Mas voltando ao livro de Faustino, uma de suas maiores virtudes é essa: a da invenção e da capacidade de achar a matéria, o assunto poético, e de tecê-lo no artesanato verbal com rigor e técnicas admiráveis. Faustino sabe que a invenção imita aquele gesto inaugural, com que nomeamos os seres e os organizamos na folha virgem do mundo. Para cada sensação e para cada peça dessa máquina, uma forma, um estilo, um motivo. Pois é na variedade que os olhos encontram prazer, como diria Baltasar Gracián. E tanto sua concepção de poesia se afina com essa dimensão inventiva, que é dela que nasce uma segunda virtude do livro: o uso das formas. Isso se tornou objeto raro na poesia contemporânea, por uma série de motivos que não cabe enumerar aqui. Mas é muito interessante ver como Faustino manipula o decassílabo branco, o soneto, ora modificado na sua estrofação tradicional ora sem rimas, a sextilha, o verso livre, a elegia, a ode e até o romance, tão familiar à nossa tradição Ibérica e de onde João Cabral retirou a batida martelada dos seus heptassílabos de rimas toantes, além de ter se inspirado também em Calderón de la Barca e nos alexandrinos bimembres dos Milagres de Nuestra Señora, de Gonzalo de Berceo. Em todas essas formas utilizadas por Faustino, poucas vezes encontramos um vocabulário deslocado ou uma construção sintática forçada, indecorosa dentro do tom geral do poema, seja ele mais elevado ou mais coloquial.

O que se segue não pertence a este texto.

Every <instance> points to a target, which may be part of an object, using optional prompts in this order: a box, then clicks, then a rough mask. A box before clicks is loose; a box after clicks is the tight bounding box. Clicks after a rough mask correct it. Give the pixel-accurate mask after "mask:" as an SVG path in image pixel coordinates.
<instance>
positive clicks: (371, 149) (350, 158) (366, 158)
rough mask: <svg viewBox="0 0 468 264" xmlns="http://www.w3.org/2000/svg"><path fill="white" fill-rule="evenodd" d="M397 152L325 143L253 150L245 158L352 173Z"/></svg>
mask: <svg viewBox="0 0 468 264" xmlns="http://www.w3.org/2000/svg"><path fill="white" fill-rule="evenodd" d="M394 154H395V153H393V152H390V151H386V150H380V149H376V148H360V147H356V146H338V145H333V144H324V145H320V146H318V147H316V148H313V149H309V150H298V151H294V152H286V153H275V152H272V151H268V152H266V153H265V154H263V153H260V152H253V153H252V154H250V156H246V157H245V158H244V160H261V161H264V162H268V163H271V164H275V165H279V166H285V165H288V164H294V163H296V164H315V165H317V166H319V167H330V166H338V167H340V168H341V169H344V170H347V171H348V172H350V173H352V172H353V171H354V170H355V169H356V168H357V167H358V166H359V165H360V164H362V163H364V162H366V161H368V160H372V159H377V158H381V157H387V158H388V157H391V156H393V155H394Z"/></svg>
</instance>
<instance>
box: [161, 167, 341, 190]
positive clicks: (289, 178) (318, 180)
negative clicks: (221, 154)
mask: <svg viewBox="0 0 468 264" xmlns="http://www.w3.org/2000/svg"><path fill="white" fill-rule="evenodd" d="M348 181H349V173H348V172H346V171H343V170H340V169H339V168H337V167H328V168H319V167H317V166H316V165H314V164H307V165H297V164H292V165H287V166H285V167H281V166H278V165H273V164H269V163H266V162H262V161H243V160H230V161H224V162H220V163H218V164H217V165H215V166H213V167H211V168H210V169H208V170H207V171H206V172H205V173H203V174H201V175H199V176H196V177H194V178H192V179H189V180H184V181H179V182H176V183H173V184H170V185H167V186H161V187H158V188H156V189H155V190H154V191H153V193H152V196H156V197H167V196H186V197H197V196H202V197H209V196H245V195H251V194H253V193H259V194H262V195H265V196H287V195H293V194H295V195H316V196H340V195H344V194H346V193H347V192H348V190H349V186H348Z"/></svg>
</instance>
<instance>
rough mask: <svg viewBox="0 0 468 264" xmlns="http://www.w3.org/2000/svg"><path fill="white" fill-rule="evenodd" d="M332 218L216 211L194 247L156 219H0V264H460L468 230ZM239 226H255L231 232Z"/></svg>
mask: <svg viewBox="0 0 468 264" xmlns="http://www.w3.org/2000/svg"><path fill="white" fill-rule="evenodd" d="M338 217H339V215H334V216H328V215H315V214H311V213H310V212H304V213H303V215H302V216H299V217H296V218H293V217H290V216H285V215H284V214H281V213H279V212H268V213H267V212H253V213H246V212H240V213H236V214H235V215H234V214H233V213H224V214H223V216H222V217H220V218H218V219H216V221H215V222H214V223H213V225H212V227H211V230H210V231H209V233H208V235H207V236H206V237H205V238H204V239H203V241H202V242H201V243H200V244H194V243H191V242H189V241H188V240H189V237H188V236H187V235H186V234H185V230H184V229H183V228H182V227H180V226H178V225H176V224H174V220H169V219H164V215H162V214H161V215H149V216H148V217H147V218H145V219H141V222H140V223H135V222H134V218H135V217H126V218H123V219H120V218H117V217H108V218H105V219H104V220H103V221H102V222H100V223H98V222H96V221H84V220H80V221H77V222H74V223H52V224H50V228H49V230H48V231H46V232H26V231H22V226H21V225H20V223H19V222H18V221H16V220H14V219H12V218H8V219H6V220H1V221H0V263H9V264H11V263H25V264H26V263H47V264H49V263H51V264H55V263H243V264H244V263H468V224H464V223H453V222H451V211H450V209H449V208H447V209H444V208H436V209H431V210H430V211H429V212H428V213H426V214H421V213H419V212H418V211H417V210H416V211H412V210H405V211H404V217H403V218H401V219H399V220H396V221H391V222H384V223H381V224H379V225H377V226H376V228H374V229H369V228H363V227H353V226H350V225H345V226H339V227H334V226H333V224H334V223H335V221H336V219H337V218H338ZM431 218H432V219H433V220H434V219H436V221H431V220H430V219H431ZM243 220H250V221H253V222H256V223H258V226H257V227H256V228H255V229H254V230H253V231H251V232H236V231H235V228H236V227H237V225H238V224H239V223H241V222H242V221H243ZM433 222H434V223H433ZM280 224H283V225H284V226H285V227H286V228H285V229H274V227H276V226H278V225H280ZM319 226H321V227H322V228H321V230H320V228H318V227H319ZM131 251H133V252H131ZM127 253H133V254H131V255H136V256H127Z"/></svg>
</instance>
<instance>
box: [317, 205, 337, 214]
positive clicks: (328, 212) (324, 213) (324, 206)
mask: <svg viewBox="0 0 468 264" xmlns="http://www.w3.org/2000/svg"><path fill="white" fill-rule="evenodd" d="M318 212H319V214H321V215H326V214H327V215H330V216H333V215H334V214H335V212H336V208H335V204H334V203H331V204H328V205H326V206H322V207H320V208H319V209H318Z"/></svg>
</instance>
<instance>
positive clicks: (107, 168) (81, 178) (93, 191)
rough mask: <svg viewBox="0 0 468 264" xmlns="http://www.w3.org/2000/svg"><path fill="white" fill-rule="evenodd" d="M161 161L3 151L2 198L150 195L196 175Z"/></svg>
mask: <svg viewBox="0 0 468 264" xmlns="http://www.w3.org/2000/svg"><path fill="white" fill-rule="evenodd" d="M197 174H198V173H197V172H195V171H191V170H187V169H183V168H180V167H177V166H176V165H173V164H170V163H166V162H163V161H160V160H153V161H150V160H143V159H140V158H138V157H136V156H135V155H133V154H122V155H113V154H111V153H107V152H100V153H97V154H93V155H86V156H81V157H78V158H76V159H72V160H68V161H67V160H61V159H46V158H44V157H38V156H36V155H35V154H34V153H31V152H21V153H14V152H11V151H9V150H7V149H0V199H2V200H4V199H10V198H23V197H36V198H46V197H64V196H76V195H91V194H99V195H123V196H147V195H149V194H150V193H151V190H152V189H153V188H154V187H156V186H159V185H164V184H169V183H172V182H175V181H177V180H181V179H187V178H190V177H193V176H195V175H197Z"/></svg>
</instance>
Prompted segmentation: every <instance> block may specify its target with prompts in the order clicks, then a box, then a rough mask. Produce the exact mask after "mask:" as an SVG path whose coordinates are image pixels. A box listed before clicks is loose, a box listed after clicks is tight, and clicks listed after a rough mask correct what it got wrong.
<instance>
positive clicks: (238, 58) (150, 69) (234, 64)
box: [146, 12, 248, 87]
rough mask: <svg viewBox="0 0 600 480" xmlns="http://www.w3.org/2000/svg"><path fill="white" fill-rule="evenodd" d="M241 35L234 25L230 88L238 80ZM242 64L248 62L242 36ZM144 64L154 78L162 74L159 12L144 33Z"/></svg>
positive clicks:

E assim a invenção das matérias vai se entrelaçando, e em mimetismo com a própria composição do mundo: as nuvens se unem e se dissolvem, se chocam e se entrelaçam compondo formas inteligíveis. Há ordem na revoada de anjos que descem até o lamento de dor do mártir, na revoada de pássaros de metal que vergam suas asas sobre um precipício, no escudo que o Herói empunha e na própria chaga de sua carne lacerada. Faustino revela a ordem que não está aparente e que subjaz a tudo isso, porque tudo isso é obra daquele Artífice que forjou a manhã inaugural do mundo em deu Forma a todas as formas, das quais o poeta é um decifrador em segundo grau. É um jogo de transparências e de opacidade: porque o poema nos pinta essas ações e em todas elas encontramos a dissolução dos limites e sua reorganização pelas mãos do artífice, ao mesmo tempo em que ele nos leva ao caos circundante da vida que corre fora dele mesmo, à vida de fato e não à ficção da vida. O homem e sua hora, nesse sentido, é um livro totalmente alheio às circunstâncias e especificidades da vida atual, estando mais próximo de uma dimensão espiritual ou mítica do tempo e da história. E é assim, pela negativa, que ele fala a nosso ouvido tão de perto: talhando em bronze as faces de um mundo poético primitivo e caótico, ele não sucumbe ao que há de caótico e não poético em nossa experiência mais imediata, e que em breve será poeira cósmica indiscernível.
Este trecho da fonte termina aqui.